In an article released by the British publication Climate 2020 on Friday, a team led by Ganguly explains how to harness the power of existing science and technology to interpret climate data, make more accurate predictions, and help industries and municipalities to both prepare for and lessen the effects of climate change.
One method the team recommends is called extreme value theory, a type of statistics that can predict the likelihood of something out of the ordinary. This,the researchers write in the article, is one stepping stone to “extracting predictive insights about the statistics of change and extremes.”
“Sometimes we hear the science is settled, and sometimes we hear there is so much that we don’t know that we can’t make any decisions.”
Ganguly and his team are already setting an example by conducting research to make these kinds of detailed predictions. Specifically, they’ve studied weather extremes such as heat waves, cold snaps, heavy precipitation, high winds, and droughts—outcomes of climate change largely unaccounted for in the broad trends produced by current global models.
Ganguly, who directs Northeastern’s Sustainability and Data Sciences Laboratory,said that researchers need to expand their work to include both data science and physics. And when the millions of gigabytes of available climate data seem insurmountable, machine-learning technology can help analyze the information.

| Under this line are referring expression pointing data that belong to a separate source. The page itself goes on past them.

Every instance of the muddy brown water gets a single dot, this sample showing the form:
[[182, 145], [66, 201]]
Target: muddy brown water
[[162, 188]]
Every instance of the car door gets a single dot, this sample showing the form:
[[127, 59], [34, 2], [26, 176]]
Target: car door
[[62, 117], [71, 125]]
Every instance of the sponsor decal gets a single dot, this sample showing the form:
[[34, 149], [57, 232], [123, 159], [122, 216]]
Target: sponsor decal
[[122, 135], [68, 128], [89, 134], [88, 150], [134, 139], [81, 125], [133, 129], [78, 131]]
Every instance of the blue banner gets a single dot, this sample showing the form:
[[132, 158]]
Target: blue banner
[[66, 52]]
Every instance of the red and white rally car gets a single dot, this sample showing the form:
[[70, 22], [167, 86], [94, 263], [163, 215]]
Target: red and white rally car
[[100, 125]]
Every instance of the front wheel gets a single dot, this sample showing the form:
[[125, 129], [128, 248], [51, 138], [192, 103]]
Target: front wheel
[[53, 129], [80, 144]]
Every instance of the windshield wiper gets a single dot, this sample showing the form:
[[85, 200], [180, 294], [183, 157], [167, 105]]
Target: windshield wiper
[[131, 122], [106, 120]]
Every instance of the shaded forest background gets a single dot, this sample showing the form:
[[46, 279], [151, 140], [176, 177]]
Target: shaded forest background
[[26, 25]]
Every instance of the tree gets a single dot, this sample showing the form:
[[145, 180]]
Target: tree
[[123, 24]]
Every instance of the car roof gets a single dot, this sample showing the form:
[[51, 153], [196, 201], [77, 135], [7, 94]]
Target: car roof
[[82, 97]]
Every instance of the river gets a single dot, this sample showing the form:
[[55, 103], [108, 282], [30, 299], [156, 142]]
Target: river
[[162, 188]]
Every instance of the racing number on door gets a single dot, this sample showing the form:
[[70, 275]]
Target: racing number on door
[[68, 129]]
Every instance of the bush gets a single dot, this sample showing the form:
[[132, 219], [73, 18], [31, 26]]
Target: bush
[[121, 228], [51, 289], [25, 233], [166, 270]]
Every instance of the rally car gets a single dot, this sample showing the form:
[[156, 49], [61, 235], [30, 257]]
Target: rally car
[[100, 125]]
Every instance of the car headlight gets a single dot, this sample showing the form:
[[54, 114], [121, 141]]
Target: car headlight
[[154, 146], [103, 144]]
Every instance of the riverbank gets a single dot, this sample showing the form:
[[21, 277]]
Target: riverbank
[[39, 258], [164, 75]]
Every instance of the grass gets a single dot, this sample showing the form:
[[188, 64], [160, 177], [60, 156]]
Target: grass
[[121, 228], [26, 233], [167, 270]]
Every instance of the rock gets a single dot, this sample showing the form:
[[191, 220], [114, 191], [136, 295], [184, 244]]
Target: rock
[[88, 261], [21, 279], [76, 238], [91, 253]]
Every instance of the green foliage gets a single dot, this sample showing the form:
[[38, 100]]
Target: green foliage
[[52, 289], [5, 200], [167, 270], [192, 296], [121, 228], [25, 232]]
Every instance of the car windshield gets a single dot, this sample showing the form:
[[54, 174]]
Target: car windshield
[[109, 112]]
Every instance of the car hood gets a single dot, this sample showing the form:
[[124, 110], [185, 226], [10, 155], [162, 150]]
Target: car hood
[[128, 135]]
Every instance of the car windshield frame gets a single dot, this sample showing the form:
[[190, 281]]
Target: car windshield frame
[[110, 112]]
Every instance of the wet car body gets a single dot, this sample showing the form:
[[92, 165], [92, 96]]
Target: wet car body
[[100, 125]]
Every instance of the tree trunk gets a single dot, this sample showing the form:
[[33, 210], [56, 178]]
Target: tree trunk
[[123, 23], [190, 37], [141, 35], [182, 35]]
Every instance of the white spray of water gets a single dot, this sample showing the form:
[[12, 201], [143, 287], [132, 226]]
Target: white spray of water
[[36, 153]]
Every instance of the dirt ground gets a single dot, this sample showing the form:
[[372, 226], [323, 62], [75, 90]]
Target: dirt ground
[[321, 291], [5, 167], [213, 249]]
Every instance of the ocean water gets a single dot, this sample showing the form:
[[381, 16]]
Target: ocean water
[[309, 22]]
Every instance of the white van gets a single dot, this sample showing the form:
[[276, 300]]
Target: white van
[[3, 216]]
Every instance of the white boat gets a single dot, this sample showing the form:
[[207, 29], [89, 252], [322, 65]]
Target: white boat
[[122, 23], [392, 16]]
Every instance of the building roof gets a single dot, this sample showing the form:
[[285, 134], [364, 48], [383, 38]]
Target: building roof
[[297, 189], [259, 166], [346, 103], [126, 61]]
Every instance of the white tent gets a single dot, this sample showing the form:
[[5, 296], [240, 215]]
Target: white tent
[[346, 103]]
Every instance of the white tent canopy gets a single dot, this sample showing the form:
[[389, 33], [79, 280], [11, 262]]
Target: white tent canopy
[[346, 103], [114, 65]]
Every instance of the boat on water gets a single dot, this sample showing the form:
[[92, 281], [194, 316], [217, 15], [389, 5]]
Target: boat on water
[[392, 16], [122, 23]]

But once researchers are able to fully process climate data, they still need to convince federal and commercial groups to use it to inform policies and protections. As is, many government agencies, insurance companies, and insurance risk modelers and auditors are still opting to react to damage caused by a storm, for example, rather than reward people for preparing for it. Ganguly said that this is because there’s currently no significant financial incentive to prepare for the effects of climate change.
“The importance of economic incentives to overcome hurdles to best practice or to engineering innovation, as well as to policy myopia, cannot be overemphasised,” the researchers write in the Climate 2020 article.
“It’s a whole vicious cycle,” Ganguly said, referring to the connection between disincentive structures, short-sighted policy, and the stagnation of technology development. But incentives, he added, could trigger a new cycle of informed policy and innovation.
RisQ, a company run by Ganguly’s former student and co-author Evan Kodra, has laid the foundation for this new cycle. RisQ’s team calculates climate change’s effects on concrete value, such as real estate, in hopes of triggering public and private sectors to see the benefit of proactive measures.
“Multidimensional innovation is needed,” Ganguly said. “That can turn the wheel.”